Politicamente, não está claro quais mudanças nacionais ainda podem ocorrer nos direitos reprodutivos. O acesso ao aborto continua frágil, diz Myers, mesmo depois que a Suprema Corte rejeitou uma contestação aos abortos medicamentosos em junho por motivos técnicos. O acesso à contracepção, fertilização in vitro, assistência à maternidade remunerada e outras questões que afetam a participação das mulheres na força de trabalho também são questões políticas ativas.
Myers suspeita que os opositores do aborto continuarão a buscar limites para viagens interestaduais, telemedicina e leis que permitam que médicos enviem pílulas abortivas pelo correio.
“Não tem como isso acabar”, ela diz.
Olhando para trás, para seu eu mais jovem
Natalie tem agora 39 anos. Ela tem um filho saudável de quatro anos, um casamento estável e um emprego como cientista de dados. Ela se pergunta se tudo isso teria sido possível se ela tivesse continuado aquela primeira gravidez em 2010.
“Passei muito tempo pensando sobre esse aborto, especialmente no último ano ou assim”, diz ela.
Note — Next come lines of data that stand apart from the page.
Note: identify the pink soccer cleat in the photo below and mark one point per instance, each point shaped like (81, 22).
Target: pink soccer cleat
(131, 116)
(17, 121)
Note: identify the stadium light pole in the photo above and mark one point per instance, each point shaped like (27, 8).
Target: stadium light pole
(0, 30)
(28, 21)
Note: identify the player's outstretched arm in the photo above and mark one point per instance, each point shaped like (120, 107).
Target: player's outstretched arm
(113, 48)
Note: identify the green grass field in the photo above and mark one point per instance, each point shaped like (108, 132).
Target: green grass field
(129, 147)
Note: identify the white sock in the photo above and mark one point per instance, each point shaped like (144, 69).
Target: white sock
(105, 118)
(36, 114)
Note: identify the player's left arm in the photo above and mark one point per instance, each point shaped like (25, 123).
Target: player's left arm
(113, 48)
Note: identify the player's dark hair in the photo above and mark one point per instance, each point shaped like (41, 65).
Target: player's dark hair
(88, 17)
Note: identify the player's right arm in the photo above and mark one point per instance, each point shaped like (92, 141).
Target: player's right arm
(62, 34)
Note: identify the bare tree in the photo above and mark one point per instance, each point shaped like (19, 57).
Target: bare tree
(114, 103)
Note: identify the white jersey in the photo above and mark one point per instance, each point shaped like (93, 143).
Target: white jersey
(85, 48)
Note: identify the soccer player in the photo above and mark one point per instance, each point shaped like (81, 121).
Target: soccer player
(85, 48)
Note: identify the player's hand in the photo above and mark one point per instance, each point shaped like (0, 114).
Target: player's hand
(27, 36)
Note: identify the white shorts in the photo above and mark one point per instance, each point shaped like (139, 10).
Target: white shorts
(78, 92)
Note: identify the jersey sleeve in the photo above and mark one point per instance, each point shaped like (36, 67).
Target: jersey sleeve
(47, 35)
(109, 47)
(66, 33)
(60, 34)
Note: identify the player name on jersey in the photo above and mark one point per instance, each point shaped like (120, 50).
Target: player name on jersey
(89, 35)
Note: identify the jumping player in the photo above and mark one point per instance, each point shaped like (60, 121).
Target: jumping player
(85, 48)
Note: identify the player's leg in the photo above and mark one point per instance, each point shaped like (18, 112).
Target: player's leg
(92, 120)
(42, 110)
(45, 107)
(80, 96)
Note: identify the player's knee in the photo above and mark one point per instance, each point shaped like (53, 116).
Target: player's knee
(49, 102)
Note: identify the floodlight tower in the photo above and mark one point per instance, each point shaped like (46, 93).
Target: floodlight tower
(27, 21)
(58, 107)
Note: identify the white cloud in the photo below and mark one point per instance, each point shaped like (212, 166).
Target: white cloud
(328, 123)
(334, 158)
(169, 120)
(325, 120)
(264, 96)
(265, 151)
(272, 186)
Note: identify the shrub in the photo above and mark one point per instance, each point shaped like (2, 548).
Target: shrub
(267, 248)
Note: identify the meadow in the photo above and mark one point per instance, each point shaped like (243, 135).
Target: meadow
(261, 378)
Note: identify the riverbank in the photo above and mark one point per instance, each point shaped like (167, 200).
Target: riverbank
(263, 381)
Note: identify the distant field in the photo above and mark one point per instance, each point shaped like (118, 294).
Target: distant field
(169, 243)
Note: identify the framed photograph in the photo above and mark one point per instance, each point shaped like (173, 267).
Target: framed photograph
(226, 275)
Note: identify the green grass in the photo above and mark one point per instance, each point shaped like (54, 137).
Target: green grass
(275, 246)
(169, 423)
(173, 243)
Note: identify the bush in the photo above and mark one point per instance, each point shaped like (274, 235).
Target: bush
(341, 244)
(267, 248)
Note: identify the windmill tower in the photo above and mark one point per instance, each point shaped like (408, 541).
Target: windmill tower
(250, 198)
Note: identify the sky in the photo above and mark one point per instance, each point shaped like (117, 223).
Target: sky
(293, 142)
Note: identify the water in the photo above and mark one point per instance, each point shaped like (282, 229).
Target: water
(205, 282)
Em Iowa, onde Natalie mora, uma proibição de aborto de seis semanas entrou em vigor recentemente. Mesmo com a arrecadação de fundos por defensores dos direitos ao aborto em todo o país, a logística e as despesas de viajar para fora do estado para um aborto podem ser assustadoras.
“Eu estava no limite — financeiramente — entre conseguir lidar com isso ou não, e agora, se eu estivesse na mesma situação, não teria como pagar por um aborto”, diz Natalie.
Ela é grata por poder dar estabilidade e um lar amoroso para sua filha, nascida dez anos após seu aborto. “Estou em um lugar, agora, onde não só posso dar assistência médica para mim, comida para mim, moradia para mim e ter um emprego relativamente estável, como também posso dar todas essas coisas para minha filha”, diz ela.
“Temos a largura de banda emocional e mental para sermos pacientes com ela e dar-lhe o amor de que ela precisa.”